Ask HN: Shouldn’t you want Corvid-19? - dsalzman
If you do not fit a high risk profile shouldn’t you want to get corvid-19 when you’re young and healthy and build immunity. Just how mothers want their children to get chicken poxs? What are people’s thoughts on this? There has been countless epidemics in human history and that will continue. What doesn’t kill you makes you stronger right?
======
pettycashstash2
The virus isn’t understood well enough yet. It’s not your standard virus. For
example animals are carriers and can be infected ie. pets. Let me answer your
question with a question - do you want to get aids?

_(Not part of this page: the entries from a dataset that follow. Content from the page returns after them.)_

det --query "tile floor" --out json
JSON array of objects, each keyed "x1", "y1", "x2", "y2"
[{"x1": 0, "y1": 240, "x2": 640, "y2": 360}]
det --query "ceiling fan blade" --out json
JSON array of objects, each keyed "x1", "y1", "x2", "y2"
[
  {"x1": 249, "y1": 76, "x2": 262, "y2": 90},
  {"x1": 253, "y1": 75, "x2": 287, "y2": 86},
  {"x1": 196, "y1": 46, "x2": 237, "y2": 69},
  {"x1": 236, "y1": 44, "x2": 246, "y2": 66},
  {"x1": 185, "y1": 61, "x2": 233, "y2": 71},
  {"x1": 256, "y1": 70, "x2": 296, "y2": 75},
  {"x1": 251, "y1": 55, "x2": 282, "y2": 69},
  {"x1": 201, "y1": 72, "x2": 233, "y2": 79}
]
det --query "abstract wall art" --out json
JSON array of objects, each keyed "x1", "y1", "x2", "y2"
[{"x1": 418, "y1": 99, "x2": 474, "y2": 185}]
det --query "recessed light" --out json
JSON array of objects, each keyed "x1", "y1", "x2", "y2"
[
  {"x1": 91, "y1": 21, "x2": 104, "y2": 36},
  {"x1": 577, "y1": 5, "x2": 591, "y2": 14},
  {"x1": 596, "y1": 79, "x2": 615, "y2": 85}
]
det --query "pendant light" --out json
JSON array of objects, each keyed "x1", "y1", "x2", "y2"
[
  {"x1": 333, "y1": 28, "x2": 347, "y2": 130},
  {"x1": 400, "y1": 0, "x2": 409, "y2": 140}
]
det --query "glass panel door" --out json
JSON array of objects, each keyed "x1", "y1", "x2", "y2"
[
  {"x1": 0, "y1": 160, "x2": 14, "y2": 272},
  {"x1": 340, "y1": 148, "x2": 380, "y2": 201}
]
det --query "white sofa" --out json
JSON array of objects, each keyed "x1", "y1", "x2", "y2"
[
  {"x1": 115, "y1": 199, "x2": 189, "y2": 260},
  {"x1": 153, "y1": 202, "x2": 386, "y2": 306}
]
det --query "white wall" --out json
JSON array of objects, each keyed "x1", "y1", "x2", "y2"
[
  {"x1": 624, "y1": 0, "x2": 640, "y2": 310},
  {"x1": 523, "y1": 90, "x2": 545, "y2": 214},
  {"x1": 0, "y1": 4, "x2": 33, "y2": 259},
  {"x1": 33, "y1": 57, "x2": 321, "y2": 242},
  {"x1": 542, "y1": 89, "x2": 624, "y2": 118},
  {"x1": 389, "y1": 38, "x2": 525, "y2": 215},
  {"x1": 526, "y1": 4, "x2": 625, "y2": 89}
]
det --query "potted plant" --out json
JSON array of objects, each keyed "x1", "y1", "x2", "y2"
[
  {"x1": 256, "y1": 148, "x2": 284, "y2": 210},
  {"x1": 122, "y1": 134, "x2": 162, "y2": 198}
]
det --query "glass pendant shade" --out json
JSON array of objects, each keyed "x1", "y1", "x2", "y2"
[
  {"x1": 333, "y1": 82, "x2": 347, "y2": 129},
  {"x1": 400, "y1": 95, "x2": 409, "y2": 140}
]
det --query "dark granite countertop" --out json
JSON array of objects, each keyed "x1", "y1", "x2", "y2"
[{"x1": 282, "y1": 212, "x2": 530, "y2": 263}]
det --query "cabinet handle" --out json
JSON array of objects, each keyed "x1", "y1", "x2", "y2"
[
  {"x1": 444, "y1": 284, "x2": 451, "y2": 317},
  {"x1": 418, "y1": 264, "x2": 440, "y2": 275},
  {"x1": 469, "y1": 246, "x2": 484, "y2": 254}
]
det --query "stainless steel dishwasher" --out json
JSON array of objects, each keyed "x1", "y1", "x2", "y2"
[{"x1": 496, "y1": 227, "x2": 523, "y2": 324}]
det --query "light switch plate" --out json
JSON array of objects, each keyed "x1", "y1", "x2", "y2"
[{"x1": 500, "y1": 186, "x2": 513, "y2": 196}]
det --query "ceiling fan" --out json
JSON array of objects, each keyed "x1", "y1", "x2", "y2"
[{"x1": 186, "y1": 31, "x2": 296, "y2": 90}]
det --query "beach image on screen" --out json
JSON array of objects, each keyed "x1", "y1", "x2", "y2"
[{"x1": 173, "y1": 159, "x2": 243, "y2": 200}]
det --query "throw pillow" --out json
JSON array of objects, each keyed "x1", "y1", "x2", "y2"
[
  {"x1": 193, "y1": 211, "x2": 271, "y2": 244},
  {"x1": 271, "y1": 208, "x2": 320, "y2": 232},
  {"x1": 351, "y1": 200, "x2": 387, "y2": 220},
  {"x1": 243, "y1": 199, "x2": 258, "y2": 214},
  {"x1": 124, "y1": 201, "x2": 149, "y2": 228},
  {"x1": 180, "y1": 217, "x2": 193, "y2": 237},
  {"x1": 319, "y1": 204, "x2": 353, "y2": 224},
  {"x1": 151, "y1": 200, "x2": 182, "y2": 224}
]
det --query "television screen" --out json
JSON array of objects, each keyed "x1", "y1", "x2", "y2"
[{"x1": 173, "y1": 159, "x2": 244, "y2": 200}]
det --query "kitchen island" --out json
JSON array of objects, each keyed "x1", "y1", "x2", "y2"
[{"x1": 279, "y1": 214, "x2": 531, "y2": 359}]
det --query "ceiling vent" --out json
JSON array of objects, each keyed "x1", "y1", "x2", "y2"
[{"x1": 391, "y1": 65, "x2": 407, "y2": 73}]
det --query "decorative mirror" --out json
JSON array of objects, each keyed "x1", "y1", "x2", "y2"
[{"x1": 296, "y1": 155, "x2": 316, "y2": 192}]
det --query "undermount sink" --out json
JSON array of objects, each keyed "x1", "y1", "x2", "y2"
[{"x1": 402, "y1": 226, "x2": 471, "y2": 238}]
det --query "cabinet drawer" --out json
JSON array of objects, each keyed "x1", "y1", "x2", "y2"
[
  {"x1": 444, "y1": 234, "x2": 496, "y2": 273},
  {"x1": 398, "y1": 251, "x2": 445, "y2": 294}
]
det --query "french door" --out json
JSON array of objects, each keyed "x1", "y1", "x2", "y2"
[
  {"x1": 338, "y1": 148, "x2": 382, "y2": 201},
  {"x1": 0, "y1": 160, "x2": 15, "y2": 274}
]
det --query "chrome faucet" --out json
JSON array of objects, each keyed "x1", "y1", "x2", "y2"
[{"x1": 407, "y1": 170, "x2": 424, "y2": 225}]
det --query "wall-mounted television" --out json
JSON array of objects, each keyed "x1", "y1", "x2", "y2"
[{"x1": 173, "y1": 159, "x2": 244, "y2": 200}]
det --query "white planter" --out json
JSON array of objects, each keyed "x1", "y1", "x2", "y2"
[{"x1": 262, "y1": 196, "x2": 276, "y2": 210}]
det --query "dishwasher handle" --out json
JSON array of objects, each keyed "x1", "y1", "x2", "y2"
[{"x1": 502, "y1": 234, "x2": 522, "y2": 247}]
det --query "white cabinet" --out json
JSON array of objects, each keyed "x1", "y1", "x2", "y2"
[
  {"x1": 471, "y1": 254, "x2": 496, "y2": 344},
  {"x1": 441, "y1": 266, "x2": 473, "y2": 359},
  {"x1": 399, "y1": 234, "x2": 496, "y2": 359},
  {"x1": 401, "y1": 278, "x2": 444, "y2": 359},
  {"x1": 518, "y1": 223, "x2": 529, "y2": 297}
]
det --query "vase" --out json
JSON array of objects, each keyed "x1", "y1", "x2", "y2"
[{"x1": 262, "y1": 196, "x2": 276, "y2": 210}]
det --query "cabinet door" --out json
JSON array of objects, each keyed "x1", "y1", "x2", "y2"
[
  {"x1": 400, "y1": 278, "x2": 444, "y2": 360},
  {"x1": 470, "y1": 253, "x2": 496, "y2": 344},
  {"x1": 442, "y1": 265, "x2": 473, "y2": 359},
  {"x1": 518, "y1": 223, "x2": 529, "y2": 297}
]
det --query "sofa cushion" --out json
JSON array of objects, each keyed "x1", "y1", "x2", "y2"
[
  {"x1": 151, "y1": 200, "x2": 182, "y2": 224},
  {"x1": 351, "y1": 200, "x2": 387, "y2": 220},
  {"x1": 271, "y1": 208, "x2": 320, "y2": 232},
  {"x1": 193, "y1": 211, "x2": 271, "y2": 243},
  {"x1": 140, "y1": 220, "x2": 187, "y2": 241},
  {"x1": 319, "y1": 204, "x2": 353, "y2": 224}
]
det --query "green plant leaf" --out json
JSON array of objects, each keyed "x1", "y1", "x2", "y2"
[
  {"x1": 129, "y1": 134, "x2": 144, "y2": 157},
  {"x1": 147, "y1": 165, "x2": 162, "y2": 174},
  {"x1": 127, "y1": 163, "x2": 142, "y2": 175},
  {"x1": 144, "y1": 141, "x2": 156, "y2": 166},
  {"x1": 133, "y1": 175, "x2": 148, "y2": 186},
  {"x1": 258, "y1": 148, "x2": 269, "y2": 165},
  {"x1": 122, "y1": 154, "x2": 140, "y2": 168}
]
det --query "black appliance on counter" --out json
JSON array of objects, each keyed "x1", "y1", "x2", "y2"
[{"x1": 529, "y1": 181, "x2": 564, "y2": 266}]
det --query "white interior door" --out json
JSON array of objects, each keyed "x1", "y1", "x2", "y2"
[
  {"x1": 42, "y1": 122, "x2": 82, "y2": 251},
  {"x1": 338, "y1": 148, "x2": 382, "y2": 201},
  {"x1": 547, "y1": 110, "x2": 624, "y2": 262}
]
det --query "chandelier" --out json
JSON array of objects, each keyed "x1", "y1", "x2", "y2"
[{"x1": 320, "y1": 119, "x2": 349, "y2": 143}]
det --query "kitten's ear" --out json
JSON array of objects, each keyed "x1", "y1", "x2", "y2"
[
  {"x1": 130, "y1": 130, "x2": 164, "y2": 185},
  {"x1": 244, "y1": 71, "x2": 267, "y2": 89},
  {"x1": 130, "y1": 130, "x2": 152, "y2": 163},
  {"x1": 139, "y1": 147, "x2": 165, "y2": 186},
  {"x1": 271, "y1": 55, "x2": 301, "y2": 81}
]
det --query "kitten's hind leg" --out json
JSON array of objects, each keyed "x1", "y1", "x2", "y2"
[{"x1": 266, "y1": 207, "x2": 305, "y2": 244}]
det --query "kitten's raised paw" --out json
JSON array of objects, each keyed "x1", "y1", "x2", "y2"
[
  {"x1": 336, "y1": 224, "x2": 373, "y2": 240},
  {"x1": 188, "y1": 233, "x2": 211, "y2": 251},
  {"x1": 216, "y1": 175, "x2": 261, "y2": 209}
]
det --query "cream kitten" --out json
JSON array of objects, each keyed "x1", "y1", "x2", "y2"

As an example, Not to stigmatize aids patients. Were also learning that
recovering from virus does not mean immunity. Several cases of reinfection
already present. Why put yourself at risk if it’s not well understood.

------
elmerfud
That last statement is not really a true. There are a great many things which
do not kill you and leave long term negative impacts. There are many diseases
that your body can fight off but long lasting damage remains and that damage
can even be passed on to offspring.

While people are generally resilient it's a bad idea to knowingly get harmful
diseases due to the long term impacts. Your example of Chicken pox parties are
regarded as a bad idea universally by the medical field, it would be smarter
to get the vaccine. Mother's who want their children to get it are miseducated
on the subject.

While there will always be something new, modern hygiene practices, when
followed, greatly hinder the spread of things until proper treatments and
vaccines are developed.

One of things that I would like to see happen is the use of natural
antibacterial and antiviral metals used for commonly touched items. We know
that copper containing alloys do this. I'm sure with study there could be
other cheaper ones found which would be an easy augment to standard hygiene.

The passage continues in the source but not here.